DENVER (KDVR) — Colorado joins other marijuana-legal states in a post-COVID pattern of leveling sales.
State marijuana revenue has shrunk, but only to pre-COVID levels, after swelling to record levels last year. The City of Denver’s 2021 annual report on the marijuana industry details a record year for Colorado’s marijuana industry. Statewide, consumers bought $2.2 billion worth of medical and recreational cannabis, the bulk of which was recreational.
Marijuana sales have increased every year since Colorado allowed legal recreational pot to be sold starting in 2014. The COVID pandemic produced a large uptick in sales, similar to alcohol. Total sales shot up 25% in 2020 and peaked in 2021.
Sales have dipped in 2022, according to tax records from the Colorado Department of Revenue.
Through July 1, Colorado’s marijuana state tax revenue has slowed to levels unseen since March 2020. The state collected only $27.7 million worth of marijuana taxes and fees in June.

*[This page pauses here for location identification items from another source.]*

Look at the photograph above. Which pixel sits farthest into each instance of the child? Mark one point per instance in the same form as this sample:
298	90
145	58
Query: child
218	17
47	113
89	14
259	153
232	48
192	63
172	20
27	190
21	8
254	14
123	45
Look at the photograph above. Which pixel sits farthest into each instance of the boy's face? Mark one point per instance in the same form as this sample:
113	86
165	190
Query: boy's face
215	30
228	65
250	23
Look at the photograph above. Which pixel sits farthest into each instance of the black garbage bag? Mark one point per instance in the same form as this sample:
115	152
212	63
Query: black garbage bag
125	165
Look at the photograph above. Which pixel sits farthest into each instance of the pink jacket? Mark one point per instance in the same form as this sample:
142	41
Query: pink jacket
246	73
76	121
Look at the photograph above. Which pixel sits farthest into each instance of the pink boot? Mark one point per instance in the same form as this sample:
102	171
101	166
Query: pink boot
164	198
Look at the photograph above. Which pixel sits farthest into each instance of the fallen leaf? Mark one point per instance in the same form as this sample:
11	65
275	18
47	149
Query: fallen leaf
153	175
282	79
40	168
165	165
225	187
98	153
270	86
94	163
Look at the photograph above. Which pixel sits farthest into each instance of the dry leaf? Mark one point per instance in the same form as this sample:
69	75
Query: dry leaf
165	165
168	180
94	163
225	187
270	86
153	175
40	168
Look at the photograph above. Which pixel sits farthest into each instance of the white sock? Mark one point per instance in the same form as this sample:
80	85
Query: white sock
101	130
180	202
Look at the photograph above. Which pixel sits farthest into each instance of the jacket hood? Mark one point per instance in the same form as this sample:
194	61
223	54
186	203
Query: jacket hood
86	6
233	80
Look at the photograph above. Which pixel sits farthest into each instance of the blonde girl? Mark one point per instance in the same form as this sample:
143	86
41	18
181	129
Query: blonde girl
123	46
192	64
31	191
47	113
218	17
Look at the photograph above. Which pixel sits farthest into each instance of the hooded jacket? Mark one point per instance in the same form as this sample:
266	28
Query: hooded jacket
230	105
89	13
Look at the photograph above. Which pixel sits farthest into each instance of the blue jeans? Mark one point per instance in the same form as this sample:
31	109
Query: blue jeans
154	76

Still, state tax revenue is higher now than at any point before the pandemic. Tax intake has only slowed relative to the records set during the last two years.
Industry representatives have spoken of a slowdown in sales they say will compromise the public projects marijuana taxes support, including schools and social services. Prices are part of the issue. Colorado records say the current price per pound of marijuana bud is lower now than it has ever been.
Nationally, other states with legal recreational sales are seeing similar trends.
Both California’s and Washington’s marijuana taxes rose to heights in 2020 and 2021 before dipping in the first quarter of the new year.
California collected no less than $110 million in each quarter beginning mid-2020 through last winter. This year, taxes fell to $104.5 million in the first quarter. Washington’s quarterly marijuana tax intake followed the same trend.